Avant l’association, nous nous baladions, nous slalomions entre des canettes de Coca. Nous nous amusions à tenir en équilibre sur deux roues. A un moment, j’étais le meilleur patineur de Laon parce que je savais slalomer trois canettes sur un pied ! (rires). Le roller, c’était ma vie.
Avec l’association, au bout d’un an ou deux, nous allions à Paris au Trocadéro. Et je réimportais tout ce que je voyais là-bas à Laon. Je me suis bien mis au slalom et au saut du fait de ces inspirations. D’ailleurs, c’est autour du slalom et du saut que le club de Reims s’est structuré.
Le skateboard nous a également inspirés. Nous avons commencé à utiliser nos quads pour aller prendre les rails et les marches d’escaliers. Ma première photo de handrail en quad date de 1991, cinq ans avant que le street en ligne se développe en France. J’avais un niveau suffisant pour me faire plaisir en street en quad.

Photo : Kami
Laon et Reims, les échanges semblent récents. Dans les gens qui ont monté l’AS Team Reims, beaucoup ont continué par la suite dans la compétition et se sont beaucoup impliqués dans la discipline…
L’AS Team Reims a été très dynamique par la suite. Moi quand je suis parti faire l’armée, j’étais tellement moteur sur le club de Laon que ça a changé. Aujourd’hui, la partie skate est encore dynamique. A Reims, l’association s’est montée avec Nicolas Wegrich, Jérôme Coutand, qui fut un moment sélectionneur de l’équipe de France de saut et slalom.
La ville de Reims est plus grosse que Laon, il y a donc un vivier potentiel de riders plus important. A Reims, j’ai aussi fait de l’artistique ! Un club préexistait au nôtre. J’y faisais aussi du hockey en loisir. J’ai souvenir d’avoir intégré des sauts de street au milieu de mes prestations d’artistique (rires). J’ai également souvenir de démos que nous allions faire en Rolex, l’avant Solex. Nous étions derrière en Lycra, avec les bras tendus, c’était rigolo.
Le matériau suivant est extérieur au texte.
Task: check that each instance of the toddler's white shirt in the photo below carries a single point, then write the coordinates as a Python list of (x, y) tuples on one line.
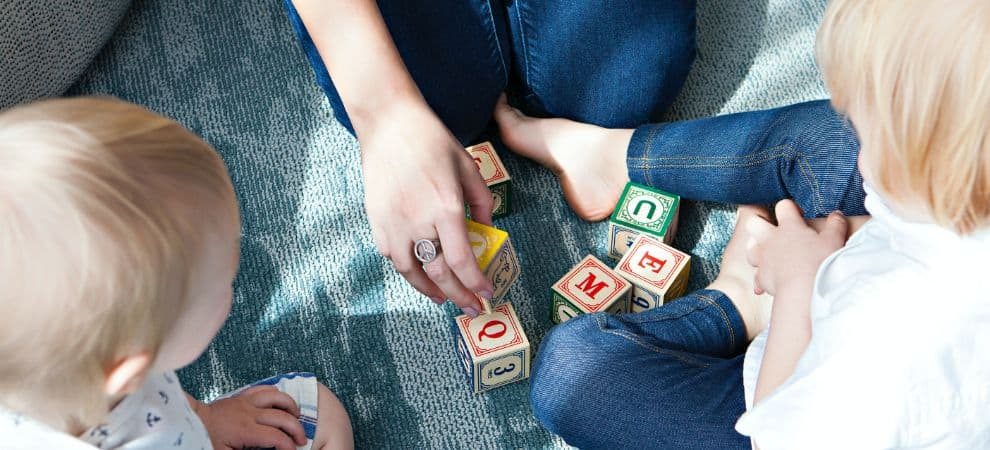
[(157, 416), (900, 349)]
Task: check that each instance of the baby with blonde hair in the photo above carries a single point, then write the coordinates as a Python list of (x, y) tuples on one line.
[(119, 242), (875, 342)]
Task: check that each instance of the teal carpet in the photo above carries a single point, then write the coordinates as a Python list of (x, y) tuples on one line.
[(313, 294)]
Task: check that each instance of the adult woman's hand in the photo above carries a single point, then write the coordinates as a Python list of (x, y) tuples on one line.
[(417, 180), (416, 175)]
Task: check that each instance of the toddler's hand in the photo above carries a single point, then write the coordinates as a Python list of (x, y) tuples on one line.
[(789, 253), (261, 416)]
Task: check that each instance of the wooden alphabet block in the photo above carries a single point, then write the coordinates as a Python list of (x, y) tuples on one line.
[(496, 258), (591, 286), (657, 271), (641, 210), (495, 176), (493, 348)]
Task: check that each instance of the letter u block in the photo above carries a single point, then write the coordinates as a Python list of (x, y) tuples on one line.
[(496, 257), (641, 210), (658, 272), (591, 286), (495, 176), (493, 348)]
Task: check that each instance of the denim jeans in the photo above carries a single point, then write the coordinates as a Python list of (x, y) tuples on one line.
[(669, 377), (614, 65), (806, 152)]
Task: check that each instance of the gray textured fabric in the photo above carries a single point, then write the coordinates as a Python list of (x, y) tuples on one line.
[(312, 294), (46, 44)]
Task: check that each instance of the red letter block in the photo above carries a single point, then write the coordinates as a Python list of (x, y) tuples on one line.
[(493, 348), (589, 287), (657, 271)]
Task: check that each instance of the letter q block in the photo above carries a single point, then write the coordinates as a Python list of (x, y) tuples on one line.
[(641, 210), (657, 271), (496, 257), (495, 176), (591, 286), (493, 348)]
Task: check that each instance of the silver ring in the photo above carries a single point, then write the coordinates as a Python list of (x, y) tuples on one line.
[(426, 250)]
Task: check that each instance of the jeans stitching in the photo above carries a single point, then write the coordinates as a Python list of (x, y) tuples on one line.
[(631, 337), (812, 182), (498, 43), (525, 45), (646, 149), (725, 317), (695, 161)]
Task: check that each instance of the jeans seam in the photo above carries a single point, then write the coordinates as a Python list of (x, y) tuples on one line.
[(812, 182), (707, 161), (725, 317), (646, 147), (631, 337), (525, 46), (498, 43)]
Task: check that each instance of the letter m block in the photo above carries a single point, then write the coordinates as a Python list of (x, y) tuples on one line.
[(591, 286)]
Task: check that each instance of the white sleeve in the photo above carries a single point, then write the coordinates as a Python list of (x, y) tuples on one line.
[(845, 391)]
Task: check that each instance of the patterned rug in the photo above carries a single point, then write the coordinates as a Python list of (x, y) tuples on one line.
[(312, 293)]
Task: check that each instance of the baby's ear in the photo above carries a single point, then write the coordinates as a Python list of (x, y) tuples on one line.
[(127, 374)]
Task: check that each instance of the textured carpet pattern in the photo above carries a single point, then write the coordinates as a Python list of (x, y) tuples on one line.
[(312, 293)]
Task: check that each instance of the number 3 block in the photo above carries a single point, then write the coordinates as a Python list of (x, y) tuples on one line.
[(657, 271), (641, 210), (589, 287), (493, 348), (495, 176), (496, 257)]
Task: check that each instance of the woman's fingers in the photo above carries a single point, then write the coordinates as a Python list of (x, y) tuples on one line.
[(443, 276), (460, 257), (412, 270)]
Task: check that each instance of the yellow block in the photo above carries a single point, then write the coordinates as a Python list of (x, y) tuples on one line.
[(485, 242)]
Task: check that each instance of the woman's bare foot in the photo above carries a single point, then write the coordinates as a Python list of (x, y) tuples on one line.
[(735, 277), (589, 161)]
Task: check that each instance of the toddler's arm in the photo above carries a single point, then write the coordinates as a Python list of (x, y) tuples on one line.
[(261, 416), (789, 276)]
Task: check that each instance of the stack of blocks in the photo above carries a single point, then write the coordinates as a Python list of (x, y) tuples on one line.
[(591, 286), (493, 346), (649, 272), (496, 257), (641, 210), (495, 176)]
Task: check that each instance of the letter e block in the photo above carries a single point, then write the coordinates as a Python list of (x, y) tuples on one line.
[(641, 210), (591, 286), (493, 348), (496, 257), (657, 271), (496, 177)]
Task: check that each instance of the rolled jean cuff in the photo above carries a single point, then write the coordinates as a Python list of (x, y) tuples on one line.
[(734, 323), (638, 153)]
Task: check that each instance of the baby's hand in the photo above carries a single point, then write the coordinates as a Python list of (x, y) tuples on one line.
[(259, 417), (789, 253)]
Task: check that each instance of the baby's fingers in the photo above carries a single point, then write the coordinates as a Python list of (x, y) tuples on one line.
[(836, 229), (269, 437), (289, 424), (265, 397)]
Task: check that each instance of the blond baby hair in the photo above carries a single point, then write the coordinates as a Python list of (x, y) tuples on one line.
[(103, 208), (912, 75)]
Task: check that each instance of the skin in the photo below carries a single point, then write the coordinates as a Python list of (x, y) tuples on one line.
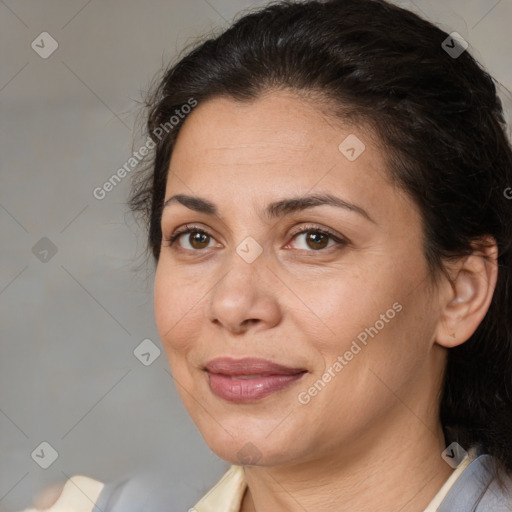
[(371, 438)]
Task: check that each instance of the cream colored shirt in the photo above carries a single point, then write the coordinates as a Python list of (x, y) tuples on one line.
[(80, 492)]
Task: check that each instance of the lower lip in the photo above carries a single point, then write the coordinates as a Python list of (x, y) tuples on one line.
[(248, 390)]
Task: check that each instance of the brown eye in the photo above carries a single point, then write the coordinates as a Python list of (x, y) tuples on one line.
[(198, 240), (316, 240)]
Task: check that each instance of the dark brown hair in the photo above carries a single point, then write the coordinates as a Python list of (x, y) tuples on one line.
[(441, 123)]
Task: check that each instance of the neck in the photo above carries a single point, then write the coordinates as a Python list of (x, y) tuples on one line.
[(382, 471)]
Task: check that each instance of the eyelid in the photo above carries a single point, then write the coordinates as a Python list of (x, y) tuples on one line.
[(188, 228)]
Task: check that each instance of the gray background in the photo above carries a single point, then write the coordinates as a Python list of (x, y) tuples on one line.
[(69, 325)]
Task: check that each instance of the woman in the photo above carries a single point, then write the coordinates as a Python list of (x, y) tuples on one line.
[(328, 214)]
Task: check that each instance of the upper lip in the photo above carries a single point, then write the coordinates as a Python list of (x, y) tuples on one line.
[(249, 366)]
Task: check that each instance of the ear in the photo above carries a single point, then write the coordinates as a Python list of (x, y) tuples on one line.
[(468, 294)]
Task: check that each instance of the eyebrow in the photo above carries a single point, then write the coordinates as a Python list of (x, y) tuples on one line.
[(273, 210)]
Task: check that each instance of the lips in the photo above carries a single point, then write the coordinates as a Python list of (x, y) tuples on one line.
[(248, 379)]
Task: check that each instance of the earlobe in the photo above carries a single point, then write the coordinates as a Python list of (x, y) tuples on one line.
[(468, 297)]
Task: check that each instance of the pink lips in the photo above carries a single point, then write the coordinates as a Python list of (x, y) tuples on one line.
[(248, 379)]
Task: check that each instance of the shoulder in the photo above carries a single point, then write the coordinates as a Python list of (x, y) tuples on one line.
[(477, 489), (80, 494)]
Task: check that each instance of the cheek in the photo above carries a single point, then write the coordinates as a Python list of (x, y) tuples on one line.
[(175, 307)]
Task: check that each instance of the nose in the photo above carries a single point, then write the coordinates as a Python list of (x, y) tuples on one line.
[(245, 297)]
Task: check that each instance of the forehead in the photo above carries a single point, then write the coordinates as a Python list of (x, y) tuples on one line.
[(278, 145)]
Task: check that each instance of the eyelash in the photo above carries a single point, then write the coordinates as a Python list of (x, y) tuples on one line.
[(307, 229)]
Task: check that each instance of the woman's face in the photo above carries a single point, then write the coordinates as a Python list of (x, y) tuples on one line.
[(350, 315)]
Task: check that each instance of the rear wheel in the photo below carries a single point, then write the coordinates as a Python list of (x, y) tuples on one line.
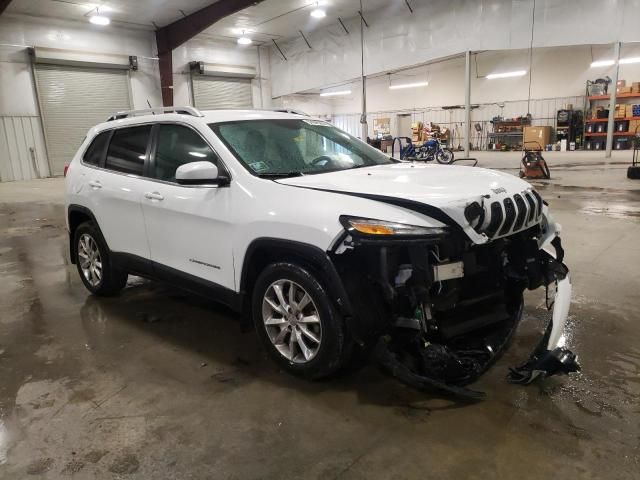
[(95, 265), (297, 322)]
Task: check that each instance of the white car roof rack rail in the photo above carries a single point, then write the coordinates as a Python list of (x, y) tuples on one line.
[(194, 112)]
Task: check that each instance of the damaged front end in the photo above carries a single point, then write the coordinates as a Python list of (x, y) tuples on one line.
[(439, 310)]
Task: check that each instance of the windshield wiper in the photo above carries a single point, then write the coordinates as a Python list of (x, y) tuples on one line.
[(280, 174)]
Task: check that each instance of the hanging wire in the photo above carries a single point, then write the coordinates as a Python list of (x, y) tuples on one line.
[(533, 24)]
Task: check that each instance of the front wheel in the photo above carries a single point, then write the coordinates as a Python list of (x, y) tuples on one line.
[(445, 156), (95, 265), (297, 322)]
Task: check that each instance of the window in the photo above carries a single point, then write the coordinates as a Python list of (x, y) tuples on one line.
[(295, 147), (178, 145), (128, 149), (95, 152)]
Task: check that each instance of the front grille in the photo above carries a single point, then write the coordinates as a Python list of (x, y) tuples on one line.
[(496, 219), (511, 215), (522, 212), (532, 206)]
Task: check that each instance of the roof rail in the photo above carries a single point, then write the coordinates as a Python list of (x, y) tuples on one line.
[(291, 110), (156, 111)]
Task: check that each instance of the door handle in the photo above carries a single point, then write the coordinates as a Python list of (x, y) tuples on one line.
[(153, 196)]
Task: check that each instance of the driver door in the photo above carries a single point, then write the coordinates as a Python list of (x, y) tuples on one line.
[(188, 227)]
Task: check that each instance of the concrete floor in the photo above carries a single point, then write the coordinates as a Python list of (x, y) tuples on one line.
[(158, 384)]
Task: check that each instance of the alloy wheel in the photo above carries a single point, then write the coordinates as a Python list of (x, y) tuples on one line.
[(292, 321), (90, 259)]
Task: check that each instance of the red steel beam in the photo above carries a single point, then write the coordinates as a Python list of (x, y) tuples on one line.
[(175, 34), (3, 5)]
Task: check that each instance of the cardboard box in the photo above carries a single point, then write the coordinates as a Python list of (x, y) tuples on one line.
[(541, 135), (628, 110)]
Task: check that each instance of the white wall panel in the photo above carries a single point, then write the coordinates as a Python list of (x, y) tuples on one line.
[(74, 99), (18, 102), (22, 149), (205, 49), (441, 28)]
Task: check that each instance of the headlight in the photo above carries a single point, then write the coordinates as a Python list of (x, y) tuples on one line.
[(369, 226)]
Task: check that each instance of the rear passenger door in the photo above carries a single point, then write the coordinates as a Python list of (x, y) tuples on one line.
[(118, 191), (189, 227)]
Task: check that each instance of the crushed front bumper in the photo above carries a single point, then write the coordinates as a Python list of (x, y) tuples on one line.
[(550, 357)]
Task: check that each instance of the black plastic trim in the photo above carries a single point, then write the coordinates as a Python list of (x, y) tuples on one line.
[(423, 208), (312, 254), (85, 211), (199, 286)]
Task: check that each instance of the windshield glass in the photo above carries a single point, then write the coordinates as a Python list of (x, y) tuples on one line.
[(295, 147)]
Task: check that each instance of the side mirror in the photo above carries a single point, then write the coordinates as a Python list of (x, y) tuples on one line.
[(200, 173)]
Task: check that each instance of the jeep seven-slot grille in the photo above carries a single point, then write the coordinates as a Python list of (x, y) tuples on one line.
[(522, 212), (511, 215), (532, 206), (496, 219)]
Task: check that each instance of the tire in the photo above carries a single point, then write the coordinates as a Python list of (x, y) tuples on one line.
[(282, 333), (445, 156), (97, 271), (633, 172)]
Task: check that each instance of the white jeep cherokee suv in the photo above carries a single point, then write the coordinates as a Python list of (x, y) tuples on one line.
[(331, 247)]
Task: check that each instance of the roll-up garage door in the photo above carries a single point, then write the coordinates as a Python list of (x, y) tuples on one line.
[(74, 99), (211, 92)]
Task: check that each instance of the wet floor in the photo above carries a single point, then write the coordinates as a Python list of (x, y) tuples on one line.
[(159, 384)]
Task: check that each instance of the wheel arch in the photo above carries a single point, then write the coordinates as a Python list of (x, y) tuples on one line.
[(76, 215), (264, 251)]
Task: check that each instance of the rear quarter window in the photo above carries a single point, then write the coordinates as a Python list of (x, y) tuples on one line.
[(96, 151), (128, 150)]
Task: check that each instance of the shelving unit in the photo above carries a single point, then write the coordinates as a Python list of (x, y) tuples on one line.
[(591, 99), (506, 131)]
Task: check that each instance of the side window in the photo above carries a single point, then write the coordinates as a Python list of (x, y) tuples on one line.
[(127, 150), (178, 145), (95, 152)]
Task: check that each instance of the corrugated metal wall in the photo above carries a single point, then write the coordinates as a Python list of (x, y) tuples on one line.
[(23, 153)]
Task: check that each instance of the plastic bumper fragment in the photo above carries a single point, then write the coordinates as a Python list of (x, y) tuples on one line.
[(549, 357), (392, 365)]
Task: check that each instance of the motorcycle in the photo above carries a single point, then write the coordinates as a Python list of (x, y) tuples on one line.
[(434, 149), (430, 150)]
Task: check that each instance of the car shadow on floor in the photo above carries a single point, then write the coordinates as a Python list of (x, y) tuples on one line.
[(147, 312)]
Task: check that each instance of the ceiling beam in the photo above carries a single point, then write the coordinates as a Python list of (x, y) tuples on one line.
[(3, 5), (184, 29), (175, 34)]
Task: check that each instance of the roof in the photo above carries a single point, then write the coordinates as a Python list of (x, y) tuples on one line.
[(207, 116)]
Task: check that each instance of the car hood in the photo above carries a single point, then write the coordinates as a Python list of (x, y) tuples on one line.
[(448, 188)]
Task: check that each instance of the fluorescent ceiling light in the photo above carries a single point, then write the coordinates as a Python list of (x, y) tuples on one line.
[(99, 20), (318, 13), (408, 85), (603, 63), (517, 73), (337, 92)]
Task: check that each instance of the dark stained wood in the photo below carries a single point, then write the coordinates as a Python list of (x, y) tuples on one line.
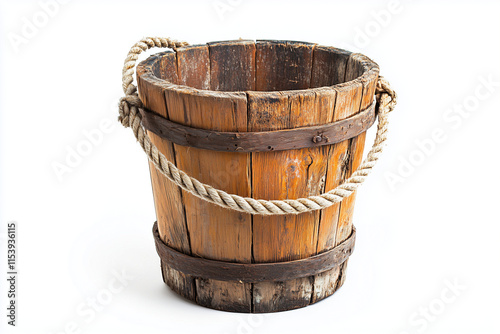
[(214, 232), (283, 65), (280, 140), (329, 66), (297, 79), (168, 198), (254, 272), (232, 65)]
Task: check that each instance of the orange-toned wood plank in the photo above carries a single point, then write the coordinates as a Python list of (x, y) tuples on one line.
[(167, 196), (214, 232), (286, 174)]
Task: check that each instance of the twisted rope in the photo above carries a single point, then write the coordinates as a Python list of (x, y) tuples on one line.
[(131, 117)]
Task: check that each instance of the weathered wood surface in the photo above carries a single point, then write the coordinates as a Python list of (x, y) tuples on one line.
[(279, 140), (254, 272), (244, 86)]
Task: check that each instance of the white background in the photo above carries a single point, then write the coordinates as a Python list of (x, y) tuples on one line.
[(437, 224)]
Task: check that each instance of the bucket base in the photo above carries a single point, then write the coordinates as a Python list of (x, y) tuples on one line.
[(254, 288), (251, 297)]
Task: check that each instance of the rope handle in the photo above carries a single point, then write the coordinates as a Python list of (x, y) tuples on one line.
[(130, 116)]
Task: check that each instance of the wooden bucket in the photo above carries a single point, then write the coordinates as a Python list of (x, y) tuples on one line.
[(235, 261)]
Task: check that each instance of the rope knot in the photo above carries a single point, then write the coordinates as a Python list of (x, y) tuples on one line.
[(128, 107), (386, 96)]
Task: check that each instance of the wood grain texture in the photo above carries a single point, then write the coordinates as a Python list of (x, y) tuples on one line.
[(357, 64), (244, 86), (286, 174), (232, 65), (259, 141), (283, 65), (214, 232), (329, 66), (168, 199), (347, 103)]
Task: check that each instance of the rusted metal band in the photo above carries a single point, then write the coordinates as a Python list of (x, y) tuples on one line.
[(280, 140), (253, 272)]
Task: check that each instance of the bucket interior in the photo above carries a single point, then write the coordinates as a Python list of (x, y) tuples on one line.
[(258, 66)]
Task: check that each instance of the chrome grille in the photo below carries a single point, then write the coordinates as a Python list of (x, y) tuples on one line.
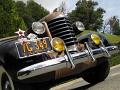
[(61, 27)]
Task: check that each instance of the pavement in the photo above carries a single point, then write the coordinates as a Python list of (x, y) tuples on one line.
[(112, 82)]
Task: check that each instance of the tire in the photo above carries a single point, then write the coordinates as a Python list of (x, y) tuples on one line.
[(98, 73), (6, 82)]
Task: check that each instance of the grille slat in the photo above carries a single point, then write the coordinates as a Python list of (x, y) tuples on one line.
[(61, 27)]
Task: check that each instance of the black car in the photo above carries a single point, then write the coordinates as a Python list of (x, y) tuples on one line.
[(49, 50)]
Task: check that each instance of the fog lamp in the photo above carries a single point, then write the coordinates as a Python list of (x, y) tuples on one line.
[(58, 44), (96, 39)]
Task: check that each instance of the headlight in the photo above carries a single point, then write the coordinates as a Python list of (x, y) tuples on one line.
[(58, 44), (96, 39), (38, 27), (79, 25)]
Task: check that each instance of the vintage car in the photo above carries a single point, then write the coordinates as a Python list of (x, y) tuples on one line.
[(49, 50)]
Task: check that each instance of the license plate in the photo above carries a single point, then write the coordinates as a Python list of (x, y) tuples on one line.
[(33, 47)]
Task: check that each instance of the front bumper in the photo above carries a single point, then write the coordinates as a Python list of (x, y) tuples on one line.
[(62, 62)]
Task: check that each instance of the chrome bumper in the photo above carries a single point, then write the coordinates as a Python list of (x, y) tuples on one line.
[(62, 62)]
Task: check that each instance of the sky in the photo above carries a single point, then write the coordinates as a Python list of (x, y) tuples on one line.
[(112, 7)]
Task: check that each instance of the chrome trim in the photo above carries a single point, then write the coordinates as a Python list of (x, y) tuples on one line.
[(66, 28), (62, 20), (60, 25), (62, 62), (64, 32), (90, 52)]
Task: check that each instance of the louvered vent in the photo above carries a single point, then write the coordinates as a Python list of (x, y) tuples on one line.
[(61, 27)]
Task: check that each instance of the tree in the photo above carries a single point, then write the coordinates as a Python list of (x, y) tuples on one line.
[(30, 12), (114, 25), (24, 13), (36, 10), (87, 13), (9, 19)]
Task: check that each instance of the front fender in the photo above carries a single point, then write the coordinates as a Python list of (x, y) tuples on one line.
[(86, 37)]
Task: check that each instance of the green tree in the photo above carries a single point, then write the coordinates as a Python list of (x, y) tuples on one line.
[(9, 19), (37, 11), (114, 25), (87, 13), (30, 12), (24, 13)]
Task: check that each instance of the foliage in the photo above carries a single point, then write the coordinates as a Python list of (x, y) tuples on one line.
[(115, 59), (87, 13), (113, 39), (31, 11), (114, 25), (9, 19), (36, 10)]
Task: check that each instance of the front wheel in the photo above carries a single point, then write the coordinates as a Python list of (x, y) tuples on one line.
[(97, 73)]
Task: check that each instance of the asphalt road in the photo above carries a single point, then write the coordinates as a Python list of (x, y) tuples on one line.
[(111, 83)]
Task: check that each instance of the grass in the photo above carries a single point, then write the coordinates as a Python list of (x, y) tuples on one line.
[(113, 39)]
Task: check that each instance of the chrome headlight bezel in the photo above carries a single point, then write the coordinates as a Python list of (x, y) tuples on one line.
[(80, 26), (95, 38), (38, 27), (58, 44)]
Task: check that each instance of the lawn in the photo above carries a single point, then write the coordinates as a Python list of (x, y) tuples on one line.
[(113, 39)]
Luc Bourdin, tu as toujours été quelqu’un d’extrêmement polyvalent…
Oui, mais c’était aussi parce qu’il y avait finalement peu de choses structurées. Nous y avons contribué et nous avons « inventé » les disciplines qui se structurèrent plus tard. En effet, à l’époque, les seules disciplines structurées étaient le rink hockey, l’artistique et la course, les trois disciplines fondatrices de la fédération. Nous avons développé toutes les autres collectivement.
Quand tu es à Reims et à Laon, avec qui es-tu en contact en dehors de ces villes ?
Fin 1993, nous structurons le roller acrobatique autour de cinq clubs dont un au Trocadéro, un autre à la Défense avec Michel Fize. Il fut l’une des premières pierres de la Commission Nationale de Roller Acrobatique. Il y avait aussi les clubs de Rouen, Laon et Reims.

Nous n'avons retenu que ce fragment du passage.